Attention. Le fait qu'un processus puisse être qualifié de spontané ne signifie pas que le processus se déroule à vitesse importante. La thermodynamique (avec ΔG) renseigne de ce qui est naturellement possible (spontanéité) mais ne dit rien de l'aspect cinétique ! La cinétique sera peut être très rapide ou peut être nulle...
Dans les ouvrages, G est appelé énergie libre de Gibbs ou enthalpie libre ou simplement énergie libre...
On montre qu'à pression et température constante (cas du vivant) ΔG = ΔH - TΔS.

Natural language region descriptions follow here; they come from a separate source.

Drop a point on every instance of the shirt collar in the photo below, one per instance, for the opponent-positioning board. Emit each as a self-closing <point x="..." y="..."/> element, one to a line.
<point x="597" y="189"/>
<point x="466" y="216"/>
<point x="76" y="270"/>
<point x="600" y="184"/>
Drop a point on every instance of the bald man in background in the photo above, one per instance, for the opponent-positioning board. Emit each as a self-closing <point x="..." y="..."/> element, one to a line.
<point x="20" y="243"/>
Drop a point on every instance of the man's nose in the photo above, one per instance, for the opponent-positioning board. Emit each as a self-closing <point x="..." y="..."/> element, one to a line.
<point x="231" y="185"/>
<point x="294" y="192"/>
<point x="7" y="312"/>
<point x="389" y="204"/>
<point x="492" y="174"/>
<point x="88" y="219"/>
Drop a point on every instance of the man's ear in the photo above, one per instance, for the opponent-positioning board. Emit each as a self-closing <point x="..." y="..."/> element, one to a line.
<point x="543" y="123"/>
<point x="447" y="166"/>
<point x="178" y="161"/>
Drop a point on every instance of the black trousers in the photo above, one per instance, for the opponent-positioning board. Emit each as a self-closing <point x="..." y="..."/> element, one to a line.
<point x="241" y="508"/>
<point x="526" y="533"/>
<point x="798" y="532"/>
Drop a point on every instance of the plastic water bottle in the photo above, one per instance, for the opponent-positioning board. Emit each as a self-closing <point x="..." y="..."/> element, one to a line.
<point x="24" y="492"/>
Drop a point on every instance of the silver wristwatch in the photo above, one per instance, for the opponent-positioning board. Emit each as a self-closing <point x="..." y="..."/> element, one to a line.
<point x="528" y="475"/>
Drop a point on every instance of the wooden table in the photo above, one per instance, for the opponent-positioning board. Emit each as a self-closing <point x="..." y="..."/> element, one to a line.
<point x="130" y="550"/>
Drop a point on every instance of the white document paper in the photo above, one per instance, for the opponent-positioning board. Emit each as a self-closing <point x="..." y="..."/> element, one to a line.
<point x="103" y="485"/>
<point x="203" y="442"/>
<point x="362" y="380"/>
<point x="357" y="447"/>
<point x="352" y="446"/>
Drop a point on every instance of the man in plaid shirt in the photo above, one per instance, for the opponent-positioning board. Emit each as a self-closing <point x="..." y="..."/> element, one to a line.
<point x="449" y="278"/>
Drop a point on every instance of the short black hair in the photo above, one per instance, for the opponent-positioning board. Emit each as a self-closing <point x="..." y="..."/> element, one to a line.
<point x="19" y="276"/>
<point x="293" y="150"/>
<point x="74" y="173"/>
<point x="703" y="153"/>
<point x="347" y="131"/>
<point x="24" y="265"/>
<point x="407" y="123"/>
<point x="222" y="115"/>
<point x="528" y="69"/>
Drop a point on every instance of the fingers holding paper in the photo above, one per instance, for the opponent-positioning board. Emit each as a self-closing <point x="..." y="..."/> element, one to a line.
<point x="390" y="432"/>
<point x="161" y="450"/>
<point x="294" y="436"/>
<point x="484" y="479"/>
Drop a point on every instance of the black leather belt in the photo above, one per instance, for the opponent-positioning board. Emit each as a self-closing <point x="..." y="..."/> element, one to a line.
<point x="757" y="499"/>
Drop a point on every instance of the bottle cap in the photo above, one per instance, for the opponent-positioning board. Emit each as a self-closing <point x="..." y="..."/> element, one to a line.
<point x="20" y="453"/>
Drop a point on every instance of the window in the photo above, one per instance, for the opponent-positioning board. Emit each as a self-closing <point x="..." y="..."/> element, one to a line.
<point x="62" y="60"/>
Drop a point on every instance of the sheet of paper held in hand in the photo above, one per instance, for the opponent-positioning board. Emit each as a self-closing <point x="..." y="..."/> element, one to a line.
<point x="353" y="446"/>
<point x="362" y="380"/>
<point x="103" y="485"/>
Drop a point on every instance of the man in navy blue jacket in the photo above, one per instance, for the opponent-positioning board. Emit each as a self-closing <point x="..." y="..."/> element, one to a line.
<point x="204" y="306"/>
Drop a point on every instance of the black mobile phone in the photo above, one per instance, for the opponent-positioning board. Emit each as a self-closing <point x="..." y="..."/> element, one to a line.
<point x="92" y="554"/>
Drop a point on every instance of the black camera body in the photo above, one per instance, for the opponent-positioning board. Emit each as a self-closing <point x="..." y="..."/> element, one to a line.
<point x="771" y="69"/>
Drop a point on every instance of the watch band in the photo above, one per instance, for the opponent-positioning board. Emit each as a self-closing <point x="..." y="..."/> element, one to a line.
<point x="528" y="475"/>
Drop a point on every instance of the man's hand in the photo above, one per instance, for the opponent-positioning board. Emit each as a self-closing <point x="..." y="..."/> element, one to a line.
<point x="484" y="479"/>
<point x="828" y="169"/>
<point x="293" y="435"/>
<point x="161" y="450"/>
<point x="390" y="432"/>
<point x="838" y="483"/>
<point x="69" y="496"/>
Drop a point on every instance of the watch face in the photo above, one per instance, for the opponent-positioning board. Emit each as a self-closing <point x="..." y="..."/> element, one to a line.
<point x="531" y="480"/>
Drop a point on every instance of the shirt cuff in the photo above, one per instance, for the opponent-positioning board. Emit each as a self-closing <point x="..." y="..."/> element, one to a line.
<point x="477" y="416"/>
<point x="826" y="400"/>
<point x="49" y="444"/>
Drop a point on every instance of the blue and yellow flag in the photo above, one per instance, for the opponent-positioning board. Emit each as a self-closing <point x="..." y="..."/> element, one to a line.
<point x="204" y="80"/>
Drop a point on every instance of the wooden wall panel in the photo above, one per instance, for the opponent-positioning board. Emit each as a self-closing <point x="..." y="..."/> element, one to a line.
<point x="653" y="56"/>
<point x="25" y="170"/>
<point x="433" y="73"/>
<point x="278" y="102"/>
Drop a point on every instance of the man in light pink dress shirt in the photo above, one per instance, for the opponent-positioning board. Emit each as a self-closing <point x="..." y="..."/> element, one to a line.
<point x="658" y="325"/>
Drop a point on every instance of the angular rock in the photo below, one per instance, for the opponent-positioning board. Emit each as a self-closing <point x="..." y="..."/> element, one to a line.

ΔH est la valeur exothermique ou endothermique de la transformation étudiée, ΔS est la valeur de variation entropique de la transformation étudiée, T la température absolue.
Soit le cas de la fusion de la glace : glace -> eau liquide
ΔH vers 5500-6500 J.mol-1 est positif : réaction endothermique, pour passer de la glace à l'eau liquide, il faut casser des liaisons hydrogènes donc "fournir de la chaleur".

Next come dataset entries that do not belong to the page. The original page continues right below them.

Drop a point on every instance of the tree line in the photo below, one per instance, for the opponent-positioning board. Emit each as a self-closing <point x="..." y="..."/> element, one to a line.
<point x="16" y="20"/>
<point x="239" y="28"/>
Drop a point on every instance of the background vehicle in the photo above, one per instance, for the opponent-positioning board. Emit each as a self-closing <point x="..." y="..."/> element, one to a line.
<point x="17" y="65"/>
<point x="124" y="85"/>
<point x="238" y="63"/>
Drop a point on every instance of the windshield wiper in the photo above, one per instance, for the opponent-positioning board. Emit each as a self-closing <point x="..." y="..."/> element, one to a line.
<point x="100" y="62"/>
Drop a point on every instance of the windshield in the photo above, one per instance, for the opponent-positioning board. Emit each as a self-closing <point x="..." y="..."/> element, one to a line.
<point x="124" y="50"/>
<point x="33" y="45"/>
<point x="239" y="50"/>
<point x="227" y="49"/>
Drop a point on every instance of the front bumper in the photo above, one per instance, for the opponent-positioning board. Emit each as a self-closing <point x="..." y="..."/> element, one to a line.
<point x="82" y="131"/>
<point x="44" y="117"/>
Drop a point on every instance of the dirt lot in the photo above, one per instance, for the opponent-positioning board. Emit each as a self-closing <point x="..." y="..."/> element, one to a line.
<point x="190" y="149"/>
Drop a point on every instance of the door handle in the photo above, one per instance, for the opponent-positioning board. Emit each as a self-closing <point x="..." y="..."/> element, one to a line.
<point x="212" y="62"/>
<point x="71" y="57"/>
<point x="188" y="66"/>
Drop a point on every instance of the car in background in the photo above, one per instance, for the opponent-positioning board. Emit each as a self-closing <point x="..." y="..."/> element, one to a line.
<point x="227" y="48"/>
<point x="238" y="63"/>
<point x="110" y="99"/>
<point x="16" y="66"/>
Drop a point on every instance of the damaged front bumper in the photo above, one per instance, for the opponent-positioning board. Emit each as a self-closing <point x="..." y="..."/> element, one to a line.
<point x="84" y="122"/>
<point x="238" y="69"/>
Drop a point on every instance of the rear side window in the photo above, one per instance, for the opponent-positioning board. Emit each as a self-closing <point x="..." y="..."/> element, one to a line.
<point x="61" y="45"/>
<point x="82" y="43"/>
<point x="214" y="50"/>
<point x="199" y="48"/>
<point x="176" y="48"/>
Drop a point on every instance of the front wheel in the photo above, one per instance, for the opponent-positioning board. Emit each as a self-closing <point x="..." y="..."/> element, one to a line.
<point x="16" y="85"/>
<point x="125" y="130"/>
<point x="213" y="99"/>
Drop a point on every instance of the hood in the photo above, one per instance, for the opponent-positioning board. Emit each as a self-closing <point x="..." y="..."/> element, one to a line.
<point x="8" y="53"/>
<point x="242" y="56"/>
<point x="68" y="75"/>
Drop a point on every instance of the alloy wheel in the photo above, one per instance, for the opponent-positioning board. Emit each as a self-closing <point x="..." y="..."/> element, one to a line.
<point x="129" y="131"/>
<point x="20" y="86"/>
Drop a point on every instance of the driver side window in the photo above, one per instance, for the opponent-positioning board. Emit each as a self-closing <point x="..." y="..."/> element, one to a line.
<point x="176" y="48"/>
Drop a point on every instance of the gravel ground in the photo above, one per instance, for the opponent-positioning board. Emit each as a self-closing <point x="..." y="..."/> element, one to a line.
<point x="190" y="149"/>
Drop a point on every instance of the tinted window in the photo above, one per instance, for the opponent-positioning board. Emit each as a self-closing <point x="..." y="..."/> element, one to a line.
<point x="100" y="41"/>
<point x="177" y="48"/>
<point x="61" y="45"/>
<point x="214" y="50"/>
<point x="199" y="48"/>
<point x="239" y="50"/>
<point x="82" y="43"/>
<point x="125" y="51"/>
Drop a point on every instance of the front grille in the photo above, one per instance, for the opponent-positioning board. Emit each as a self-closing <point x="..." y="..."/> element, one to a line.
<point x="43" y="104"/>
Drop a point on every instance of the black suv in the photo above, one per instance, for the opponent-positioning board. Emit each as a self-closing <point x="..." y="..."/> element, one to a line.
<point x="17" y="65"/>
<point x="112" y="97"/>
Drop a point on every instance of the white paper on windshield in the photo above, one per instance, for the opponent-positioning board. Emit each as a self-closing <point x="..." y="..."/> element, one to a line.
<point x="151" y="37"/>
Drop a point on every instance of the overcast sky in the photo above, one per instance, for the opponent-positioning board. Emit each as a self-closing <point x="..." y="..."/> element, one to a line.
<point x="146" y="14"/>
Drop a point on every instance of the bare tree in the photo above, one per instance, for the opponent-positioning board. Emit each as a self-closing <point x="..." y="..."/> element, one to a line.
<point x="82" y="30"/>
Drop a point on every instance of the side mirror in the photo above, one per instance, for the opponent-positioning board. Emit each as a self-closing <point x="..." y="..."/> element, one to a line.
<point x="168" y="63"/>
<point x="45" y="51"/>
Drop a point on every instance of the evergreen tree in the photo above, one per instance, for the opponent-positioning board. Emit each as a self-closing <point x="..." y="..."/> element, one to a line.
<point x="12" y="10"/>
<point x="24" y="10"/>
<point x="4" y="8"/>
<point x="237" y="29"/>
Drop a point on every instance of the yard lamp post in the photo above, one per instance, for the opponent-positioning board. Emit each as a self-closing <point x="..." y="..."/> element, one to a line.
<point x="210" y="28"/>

Mais ΔS = 22,1 J.K-1mol-1est positif : la réaction est donc favorable d'un point de vue entropique, les molécules d'eau sont plus désordonnées dans l'eau liquide que dans la glace.
Voyons ce que cela donne selon la température à laquelle se trouve l'eau.
Température | ΔH (J/mol) | TΔS (J/mol) | ΔG = ΔH - TΔS | Spontanéité |
10°C = 283,15 K | +6400 | 283,15*22,1 = +6257 | -150 | La glace fond. En fondant, elle "prend de la chaleur" mais c'est plus que compensé par l'effet entropique TΔS |
0°C = 273,15 K | +6037 | 273,15*22,1 = +6037 | 0 | équilibre de l'eau liquide et de la glace : endothermie et effet entropique se compensent exactement |
-10°C = 263,15K | +5600 | 263,15*22,1= +5816 | +180 | La glace ne fond pas à -10°C |
Valeurs données à pression atmosphérique.
On appelle variation d'énergie libre standard à pH 7 et 25°C (notée généralement ΔG0', exprimée en J/mol), la variation de l'énergie libre pour des conditions où la pression est à 1 bar (1000 hPa) et où les réactifs sont à la concentration de 1 mol/L (sauf H3O+ et OH-), le pH à 7, la température à 25°C.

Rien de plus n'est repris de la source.